EE Seminar: Word-Spotting applications for historical documents
Speaker: Adi Silberpfennig
M.Sc. student under the supervision of Prof. Lior Wolf
Sunday, February 5th, 2017 at 15:30
Room 011, Kitot Bldg., Faculty of Engineering
Word-Spotting applications for historical documents
Historical documents have been undergoing large-scale digitization over the past years, bringing massive image collections available on-line. Optical character recognition (OCR) quality for historical manuscripts and for documents printed in old typefaces, is still lacking. As an alternative or in addition, one can perform an image-based search.
In this talk we will show a simple and efficient pipeline for word spotting in historical documents and how it is utilized for several applications;
An effective unsupervised pipeline for OCR betterment is proposed. It employs a baseline OCR engine as a black box plus a dataset of unlabeled document images. Given a new document to be analyzed, the black-box recognition engine is first applied.

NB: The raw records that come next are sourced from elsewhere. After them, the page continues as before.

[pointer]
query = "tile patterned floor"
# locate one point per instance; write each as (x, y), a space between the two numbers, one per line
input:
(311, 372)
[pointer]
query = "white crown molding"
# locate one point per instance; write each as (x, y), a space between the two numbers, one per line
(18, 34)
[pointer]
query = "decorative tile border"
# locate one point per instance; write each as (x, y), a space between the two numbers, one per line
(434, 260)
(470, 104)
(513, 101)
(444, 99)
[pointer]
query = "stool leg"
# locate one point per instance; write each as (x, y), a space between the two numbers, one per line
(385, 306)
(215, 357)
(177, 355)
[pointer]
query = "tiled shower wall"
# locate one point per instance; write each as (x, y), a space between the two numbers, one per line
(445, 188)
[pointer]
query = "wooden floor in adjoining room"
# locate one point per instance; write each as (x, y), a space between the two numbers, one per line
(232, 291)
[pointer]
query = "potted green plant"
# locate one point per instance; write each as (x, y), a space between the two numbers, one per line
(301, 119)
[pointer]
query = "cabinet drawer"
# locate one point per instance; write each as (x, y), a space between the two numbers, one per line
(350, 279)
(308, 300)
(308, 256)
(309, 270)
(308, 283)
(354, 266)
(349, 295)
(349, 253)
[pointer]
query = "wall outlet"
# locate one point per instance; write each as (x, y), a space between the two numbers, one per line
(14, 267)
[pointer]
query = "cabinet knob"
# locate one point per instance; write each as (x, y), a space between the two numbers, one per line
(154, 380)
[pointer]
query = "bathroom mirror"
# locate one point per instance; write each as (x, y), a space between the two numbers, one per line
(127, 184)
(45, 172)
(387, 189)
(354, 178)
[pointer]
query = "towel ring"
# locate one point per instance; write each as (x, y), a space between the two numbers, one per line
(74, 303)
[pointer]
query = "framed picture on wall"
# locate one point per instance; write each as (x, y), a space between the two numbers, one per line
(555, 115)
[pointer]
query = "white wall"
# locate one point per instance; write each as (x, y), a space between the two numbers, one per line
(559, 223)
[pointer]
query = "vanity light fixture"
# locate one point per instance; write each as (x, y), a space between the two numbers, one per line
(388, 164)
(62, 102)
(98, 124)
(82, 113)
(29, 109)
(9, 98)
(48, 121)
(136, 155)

For each result, word spotting is carried out within the dataset and then a process for OCR improvement is applied using the spotting results.
We also present an image based approach for the retrieval of related articles in a newspaper. Given a dictionary, synthetic images are generated for every word in it, and each of these words is considered a query. Given a set of unlabeled documents they are first fed into the word spotting engine. Then, based on the spotting results, a normalized Tf-Idf vector representation is computed for every document and the articles retrieval is performed by a nearest-neighbor search.
Another utility shown here is an operational word spotting engine. We developed, in collaboration with the Friedberg Genizah Project, a real-time word spotting engine, incorporated in a large scale historical manuscripts collection – The Cairo Genizah.